On Wednesday in Philadelphia, Sen. Bernie Sanders (Vt.), a candidate for the Democratic presidential nomination, blasted the Panama trade deal and accused
rival Hillary Clinton of not being “qualified” for the White House.

The Panama free-trade agreement was initially negotiated by the administration of President George W. Bush, but it stalled in Congress — along with separate
trade pacts with South Korea and Colombia — amid concerns among lawmakers over various provisions.


In 2010, the Obama administration moved to resurrect the deals by obtaining additional provisions in each to win congressional support. Critics of the Panama
deal had warned the administration about entering into an economic arrangement with a nation with a history of shady offshore tax shelters where large
corporations and powerful foreign leaders allegedly stashed hundreds of millions of dollars.

Panama had refused since 2002 to sign a financial-transparency treaty known as a tax information exchange agreement (TIEA) with the United States.
In a Senate floor speech on Oct. 12, 2011, ahead of a vote on the Panama trade deal, Sanders denounced the pact, highlighting Panama’s tax-shelter system
and arguing that the free-trade agreement would “make a bad situation much worse” by barring the United States “from cracking down on illegal and abusive
offshore tax havens.”

Later that day, Congress approved the Panama deal, along with the pacts with South Korea and Colombia, which also underwent changes negotiated by the
Obama administration.

Supporters of the Panama trade deal said Thursday that critics, including Sanders, had misstated several key facts.
The Obama administration, with support from congressional Democrats, informed Panamanian negotiators that the deal would not move forward until they
agreed to a separate provision binding them to sign and implement the unrelated TIEA treaty.

Such a move, according to administration officials, was virtually unprecedented, because free-trade deals do not typically address tax issues or monetary
policy, normally the province of the Treasury Department.

“It’s a great sound bite, but the arguments don’t hold up,” said Miriam Sapiro, who served as deputy U.S. trade representative from 2009 to 2014.
Trade advocates suggested that Sanders, whose campaign posted a video of his 2011 floor speech on its website, was politicizing the issue. In recent weeks,
Clinton has tried to tie herself closer to Obama’s policies on gun control and education, but she has attempted to move to the left on trade and announced her
opposition to the Pacific Rim deal that she touted while serving as the nation’s top diplomat.

“Senator Sanders has it backwards,” Levin and his brother, former Democratic senator Carl Levin (Mich.), said in a statement Thursday. “We in Congress used
the negotiations on the Panama [deal] as leverage.”
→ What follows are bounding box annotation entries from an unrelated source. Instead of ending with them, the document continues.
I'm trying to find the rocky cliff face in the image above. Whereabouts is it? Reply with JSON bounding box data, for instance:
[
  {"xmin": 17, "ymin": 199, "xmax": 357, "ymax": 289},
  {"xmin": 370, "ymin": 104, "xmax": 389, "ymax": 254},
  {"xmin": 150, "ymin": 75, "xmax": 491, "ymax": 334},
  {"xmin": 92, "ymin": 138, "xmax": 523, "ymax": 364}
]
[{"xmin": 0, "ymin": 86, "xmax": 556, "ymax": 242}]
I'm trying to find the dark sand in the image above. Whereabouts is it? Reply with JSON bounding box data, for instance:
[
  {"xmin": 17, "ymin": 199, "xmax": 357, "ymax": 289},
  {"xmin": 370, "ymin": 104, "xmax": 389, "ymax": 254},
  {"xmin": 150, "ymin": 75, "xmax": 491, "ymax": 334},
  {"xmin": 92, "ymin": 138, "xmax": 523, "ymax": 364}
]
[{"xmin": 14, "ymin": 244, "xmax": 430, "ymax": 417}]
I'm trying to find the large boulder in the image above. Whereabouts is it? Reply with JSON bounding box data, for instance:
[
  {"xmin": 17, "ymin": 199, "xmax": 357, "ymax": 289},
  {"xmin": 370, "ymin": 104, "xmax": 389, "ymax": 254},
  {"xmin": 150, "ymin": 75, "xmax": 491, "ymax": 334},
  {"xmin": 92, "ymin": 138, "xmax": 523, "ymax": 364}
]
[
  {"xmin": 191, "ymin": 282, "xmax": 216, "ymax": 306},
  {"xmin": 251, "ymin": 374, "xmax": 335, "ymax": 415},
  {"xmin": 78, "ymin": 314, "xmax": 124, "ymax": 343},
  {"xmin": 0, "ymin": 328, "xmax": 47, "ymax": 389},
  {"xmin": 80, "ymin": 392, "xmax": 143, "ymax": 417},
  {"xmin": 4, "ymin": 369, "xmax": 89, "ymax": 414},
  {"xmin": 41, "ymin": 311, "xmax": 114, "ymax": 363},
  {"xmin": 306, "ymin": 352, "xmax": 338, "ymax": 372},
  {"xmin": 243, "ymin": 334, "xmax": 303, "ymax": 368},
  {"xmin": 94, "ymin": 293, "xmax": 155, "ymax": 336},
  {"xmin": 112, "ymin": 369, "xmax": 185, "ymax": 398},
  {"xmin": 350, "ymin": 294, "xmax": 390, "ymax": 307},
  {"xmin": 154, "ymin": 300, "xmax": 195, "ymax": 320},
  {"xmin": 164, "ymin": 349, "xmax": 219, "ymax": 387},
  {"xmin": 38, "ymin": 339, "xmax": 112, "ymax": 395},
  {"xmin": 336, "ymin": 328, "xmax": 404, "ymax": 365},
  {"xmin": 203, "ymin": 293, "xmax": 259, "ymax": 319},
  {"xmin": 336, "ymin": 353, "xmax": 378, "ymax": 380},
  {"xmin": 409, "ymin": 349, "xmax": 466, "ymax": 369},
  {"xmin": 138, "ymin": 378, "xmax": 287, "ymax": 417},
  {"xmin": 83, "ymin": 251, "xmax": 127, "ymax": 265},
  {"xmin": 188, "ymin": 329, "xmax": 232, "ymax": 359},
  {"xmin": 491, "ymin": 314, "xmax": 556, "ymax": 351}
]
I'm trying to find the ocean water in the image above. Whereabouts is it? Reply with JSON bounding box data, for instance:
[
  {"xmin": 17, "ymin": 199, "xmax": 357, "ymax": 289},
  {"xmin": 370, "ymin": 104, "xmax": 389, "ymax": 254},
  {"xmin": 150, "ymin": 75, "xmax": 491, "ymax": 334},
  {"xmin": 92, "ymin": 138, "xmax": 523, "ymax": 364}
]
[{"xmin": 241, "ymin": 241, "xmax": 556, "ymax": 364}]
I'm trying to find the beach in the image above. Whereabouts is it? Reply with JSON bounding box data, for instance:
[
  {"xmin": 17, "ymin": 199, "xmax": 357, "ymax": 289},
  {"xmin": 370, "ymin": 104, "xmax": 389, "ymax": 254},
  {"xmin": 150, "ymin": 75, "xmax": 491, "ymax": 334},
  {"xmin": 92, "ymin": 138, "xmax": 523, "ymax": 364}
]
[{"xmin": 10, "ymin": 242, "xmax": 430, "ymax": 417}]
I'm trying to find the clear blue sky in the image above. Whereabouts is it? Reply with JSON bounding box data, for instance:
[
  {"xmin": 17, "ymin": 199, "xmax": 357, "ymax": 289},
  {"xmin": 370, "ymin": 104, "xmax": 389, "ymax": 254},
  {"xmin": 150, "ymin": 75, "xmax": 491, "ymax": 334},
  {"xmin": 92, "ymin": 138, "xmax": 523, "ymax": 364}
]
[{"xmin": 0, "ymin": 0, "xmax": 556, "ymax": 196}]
The agreement, they added, gives the Internal Revenue Service “critical tools to go after U.S. tax cheats who use Panama.”
But Wallach, the consumer advocate, said the Obama administration did not push hard enough. The financial-transparency treaty, she said, “requires someone
in the U.S. to know what to ask for. It’s not like in Canada, where a financial transaction is automatically reported.”

She said that the trade talks were “a potential opportunity, and if Panama really wanted that opportunity, the administration should have said, ‘These are the
things you must do if you really want it and your government is interested enough to change some of this.’ But they didn’t even ask those things.”